Tagged VLANs not working on WRT1200AC with ver 23.05.5 (DSA)

I have weird behavior to report after a lot of testing. It appears that there is buggy operation when using tagged VLAN operation on a LAN-side port on the Linksys WRT1200AC when using OpenWrt 23.05.5. The appearance of bad behavior is subtle, however: It only occurs when packets originating at the WAN interface are destined for endpoints served via the tagged VLAN interface. In particular, it is possible to access the router (via DHCP, to get IP addresses) and even the HTTP webif, but in these cases the source packets are within the router itself.

In my usage scenario, VLAN 1 is for my main private LAN, and VLAN 3 is for a guest LAN (GLAN) interface.

What I see in the failure conditions are messages from web browsers (tried Firefox under Linux and Safari under iOS) indicating that web pages cannot be opened because secure connections could not be established.

Now, if I configure a port on the WRT1200AC as untagged for VLAN 3, I am then able to connect to it and browse with a wired LAN connection, and I can also connect it to a dumb AP and use the WiFi connection with no problem.

For reasons of brevity, I won't go into gory details here, but I also have two Aruba managed switches that normally attach to two of the LAN ports on the router, and I conducted some tests with those attached to the tagged VLAN port from the WRT1200AC and had the same issues. Ditto for a "fairly dumb" AP configured (with OpenWrt) WNDR4300 router, which had VLAN tagging enabled so that the WiFi radio could serve both my private LAN and the guest LAN with WiFi access.

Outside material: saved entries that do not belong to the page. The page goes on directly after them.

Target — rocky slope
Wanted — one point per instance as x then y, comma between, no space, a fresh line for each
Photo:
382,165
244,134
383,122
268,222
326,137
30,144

I have a backup router -- a Netgear WNDR4700 running OpenWrt 21 that is configured to be a drop-in replacement. When I put the in the WNDR4700 all of the problems operating over the tagged VLAN interface disappear and operation is flawless. Thus I conclude that there is trouble living in the code running the WRT1200AC. I suspect the same troubles plague the WRT1900AC and WRT3200AC (i.e. all mvebu devices).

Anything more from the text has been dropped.